Oui, en le formulant comme un besoin partagé, pas une critique. « J’aimerais qu’on explore ça ensemble, parce que j’aime vraiment ça » est très différent de « Tu devrais le faire plus souvent. » La tension naît presque toujours de la formulation, pas de la demande elle-même.
Les hommes et les femmes vivent-ils ce sujet différemment ?
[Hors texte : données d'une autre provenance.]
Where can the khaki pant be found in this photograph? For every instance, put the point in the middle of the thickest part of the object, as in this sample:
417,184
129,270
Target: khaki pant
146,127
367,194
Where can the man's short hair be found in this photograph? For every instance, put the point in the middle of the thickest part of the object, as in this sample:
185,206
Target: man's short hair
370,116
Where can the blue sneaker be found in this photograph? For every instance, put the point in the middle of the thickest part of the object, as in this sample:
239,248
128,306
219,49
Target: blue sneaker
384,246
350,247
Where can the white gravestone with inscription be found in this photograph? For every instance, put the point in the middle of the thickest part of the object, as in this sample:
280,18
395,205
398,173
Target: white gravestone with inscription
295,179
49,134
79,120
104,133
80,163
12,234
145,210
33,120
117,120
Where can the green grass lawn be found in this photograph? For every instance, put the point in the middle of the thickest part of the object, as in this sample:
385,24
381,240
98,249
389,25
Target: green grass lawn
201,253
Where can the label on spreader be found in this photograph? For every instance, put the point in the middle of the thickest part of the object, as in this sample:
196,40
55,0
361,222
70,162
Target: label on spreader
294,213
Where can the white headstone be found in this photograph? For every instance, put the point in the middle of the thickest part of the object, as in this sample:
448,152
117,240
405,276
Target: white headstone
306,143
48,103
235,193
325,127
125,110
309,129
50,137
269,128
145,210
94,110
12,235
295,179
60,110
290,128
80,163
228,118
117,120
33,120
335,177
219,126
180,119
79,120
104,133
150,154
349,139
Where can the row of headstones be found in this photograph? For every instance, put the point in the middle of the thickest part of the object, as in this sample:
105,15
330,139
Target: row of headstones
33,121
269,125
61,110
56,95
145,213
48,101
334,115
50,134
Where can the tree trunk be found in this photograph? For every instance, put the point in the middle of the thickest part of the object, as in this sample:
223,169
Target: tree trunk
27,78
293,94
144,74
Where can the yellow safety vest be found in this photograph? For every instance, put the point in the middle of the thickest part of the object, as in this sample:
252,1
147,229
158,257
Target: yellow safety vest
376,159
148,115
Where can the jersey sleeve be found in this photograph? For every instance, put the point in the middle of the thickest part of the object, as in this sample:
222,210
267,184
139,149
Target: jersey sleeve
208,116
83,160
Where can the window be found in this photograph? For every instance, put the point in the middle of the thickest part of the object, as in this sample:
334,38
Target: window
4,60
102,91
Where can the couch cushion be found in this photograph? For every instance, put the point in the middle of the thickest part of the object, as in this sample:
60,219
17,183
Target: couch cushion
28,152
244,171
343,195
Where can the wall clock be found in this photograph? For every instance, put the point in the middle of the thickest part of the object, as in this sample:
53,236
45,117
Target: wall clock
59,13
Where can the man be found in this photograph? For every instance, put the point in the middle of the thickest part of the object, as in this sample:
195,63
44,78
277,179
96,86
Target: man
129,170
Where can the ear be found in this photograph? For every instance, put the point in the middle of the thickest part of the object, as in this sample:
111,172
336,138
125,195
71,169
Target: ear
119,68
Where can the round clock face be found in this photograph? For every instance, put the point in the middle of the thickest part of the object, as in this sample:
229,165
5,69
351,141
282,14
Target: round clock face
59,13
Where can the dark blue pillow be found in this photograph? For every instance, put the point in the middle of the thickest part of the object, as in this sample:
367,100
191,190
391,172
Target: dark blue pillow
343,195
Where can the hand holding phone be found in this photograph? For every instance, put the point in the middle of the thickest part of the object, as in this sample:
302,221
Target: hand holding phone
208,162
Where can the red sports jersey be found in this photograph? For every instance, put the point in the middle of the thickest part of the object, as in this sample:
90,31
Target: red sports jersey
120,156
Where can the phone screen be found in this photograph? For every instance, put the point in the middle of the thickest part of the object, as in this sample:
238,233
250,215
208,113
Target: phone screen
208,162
Souvent, oui. Beaucoup d’hommes hésitent à demander une pipe par peur de sembler trop exigeants ou obsédés par le sexe. Beaucoup de femmes, de leur côté, ne savent pas ce que leur partenaire aime vraiment — le rythme, l’usage des mains, la position de la tête — parce que personne ne leur a jamais dit clairement. Ce silence des deux côtés entretient une frustration que quelques mots suffiraient à dissoudre. L’envie est là. Le dialogue, lui, doit être construit.
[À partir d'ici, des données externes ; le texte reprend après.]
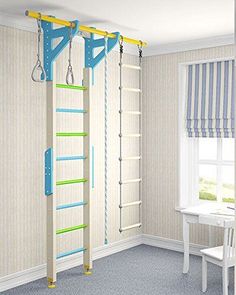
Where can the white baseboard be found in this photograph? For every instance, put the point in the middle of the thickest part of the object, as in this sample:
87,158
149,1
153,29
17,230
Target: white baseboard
169,244
38,272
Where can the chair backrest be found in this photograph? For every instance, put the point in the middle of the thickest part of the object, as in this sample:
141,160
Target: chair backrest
229,240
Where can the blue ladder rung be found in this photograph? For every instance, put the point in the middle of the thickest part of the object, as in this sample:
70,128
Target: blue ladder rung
65,206
61,255
68,158
61,110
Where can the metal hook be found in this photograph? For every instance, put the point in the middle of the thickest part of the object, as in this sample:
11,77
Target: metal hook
38,74
69,76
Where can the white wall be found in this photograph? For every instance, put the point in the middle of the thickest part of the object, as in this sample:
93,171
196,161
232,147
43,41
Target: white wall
160,143
23,142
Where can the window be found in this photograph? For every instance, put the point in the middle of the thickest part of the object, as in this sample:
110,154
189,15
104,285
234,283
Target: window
216,169
206,143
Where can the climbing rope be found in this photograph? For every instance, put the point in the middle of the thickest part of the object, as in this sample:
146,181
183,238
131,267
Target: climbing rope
69,74
105,137
38,74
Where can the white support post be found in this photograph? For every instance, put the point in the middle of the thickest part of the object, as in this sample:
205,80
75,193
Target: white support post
51,199
87,78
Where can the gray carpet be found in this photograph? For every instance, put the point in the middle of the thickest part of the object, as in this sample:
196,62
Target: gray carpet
138,271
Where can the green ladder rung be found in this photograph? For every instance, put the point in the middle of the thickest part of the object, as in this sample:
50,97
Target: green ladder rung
71,181
75,87
72,228
71,134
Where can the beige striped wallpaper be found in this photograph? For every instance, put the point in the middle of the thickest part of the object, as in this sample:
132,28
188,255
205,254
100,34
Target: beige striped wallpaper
23,142
160,143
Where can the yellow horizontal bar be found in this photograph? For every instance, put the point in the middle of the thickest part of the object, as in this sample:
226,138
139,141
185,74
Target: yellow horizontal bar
58,21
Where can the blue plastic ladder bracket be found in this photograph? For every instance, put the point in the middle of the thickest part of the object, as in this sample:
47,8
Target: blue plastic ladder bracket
49,51
48,164
91,61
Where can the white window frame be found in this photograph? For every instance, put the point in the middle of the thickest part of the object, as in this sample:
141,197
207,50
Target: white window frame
219,163
188,148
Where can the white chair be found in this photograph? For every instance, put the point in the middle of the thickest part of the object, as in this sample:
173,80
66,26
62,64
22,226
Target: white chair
223,256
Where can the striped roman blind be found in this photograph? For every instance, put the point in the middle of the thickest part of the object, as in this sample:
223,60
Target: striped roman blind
210,99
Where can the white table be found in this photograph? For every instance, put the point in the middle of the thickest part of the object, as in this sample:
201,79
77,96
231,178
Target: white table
209,214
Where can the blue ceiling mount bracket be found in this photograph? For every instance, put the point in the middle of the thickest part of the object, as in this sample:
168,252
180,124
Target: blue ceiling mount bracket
51,52
91,61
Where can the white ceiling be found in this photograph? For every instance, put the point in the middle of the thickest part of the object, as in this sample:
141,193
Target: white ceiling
159,22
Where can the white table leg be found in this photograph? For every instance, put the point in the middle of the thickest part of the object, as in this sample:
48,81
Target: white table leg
186,244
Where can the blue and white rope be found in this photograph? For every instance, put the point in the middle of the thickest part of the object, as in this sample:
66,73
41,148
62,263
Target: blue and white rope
105,139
Comment savoir ce que mon partenaire aime vraiment ?
Demande. Observe aussi les signaux : sa respiration, ses mouvements, ses gémissements. Mais la parole directe est plus fiable que l’interprétation.
Est-ce normal de ne pas aimer la fellation ?
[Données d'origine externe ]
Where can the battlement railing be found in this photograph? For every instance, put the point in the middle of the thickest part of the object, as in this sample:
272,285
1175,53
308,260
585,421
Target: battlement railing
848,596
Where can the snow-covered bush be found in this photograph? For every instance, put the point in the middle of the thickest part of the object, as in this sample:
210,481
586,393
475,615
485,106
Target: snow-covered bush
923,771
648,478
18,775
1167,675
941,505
Tout à fait normal. Tout le monde n’aime pas tout. C’est une pratique, pas une obligation universelle.
Peut-on parler de consentement sans casser l’ambiance ?
Oui. Le consentement, c’est sexy. Savoir que l’autre a vraiment envie, c’est excitant. « Tu aimes vraiment ? » n’est pas une question gênante, c’est une question intime.
Ce qu’il faut retenir
Parler de fellation avec sa partenaire n’est pas une mission impossible. C’est même un acte de respect et d’amour. Voici l’essentiel :
- La gêne est normale : c’est un signal qu’on prend le sujet au sérieux, pas une raison de ne pas parler
- Le timing compte : choisis un moment calme, hors du contexte sexuel
- Les mots importent : utilise le « je » plutôt que le « tu », formule comme un partage plutôt qu’une critique
- C’est une pratique, pas une personne : distingue clairement ce que tu aimes de la valeur de ta partenaire
- L’écoute est essentielle : demande ce qu’elle aime, ce qu’elle n’aime pas, ce qu’elle redoute
- Le consentement n’est pas un accord unique : c’est une renégociation continue
- La réaction immédiate n’est pas définitive : laisse du temps si l’autre est surprise
- Le feedback continue après : la conversation ne s’arrête pas quand vous vous quittez, elle continue pendant et après
Parler de sexualité, c’est parler d’intimité. Et l’intimité, c’est ce qui renforce un couple sur le long terme. Pas seulement sur le plan physique, mais aussi émotionnel.
Ce que tu peux faire dès cette semaine : identifie un moment tranquille. Pas pour avoir la conversation immédiatement, mais pour te préparer mentalement. Écris les trois phrases que tu aimerais dire. Lis-les à voix haute, seul. Ça rend les choses bien plus faciles quand tu les dis pour de vrai.
Et rappelle-toi : ta partenaire t’aime probablement plus que tu ne le penses. Une conversation honnête sur le sexe, c’est une conversation d’amour.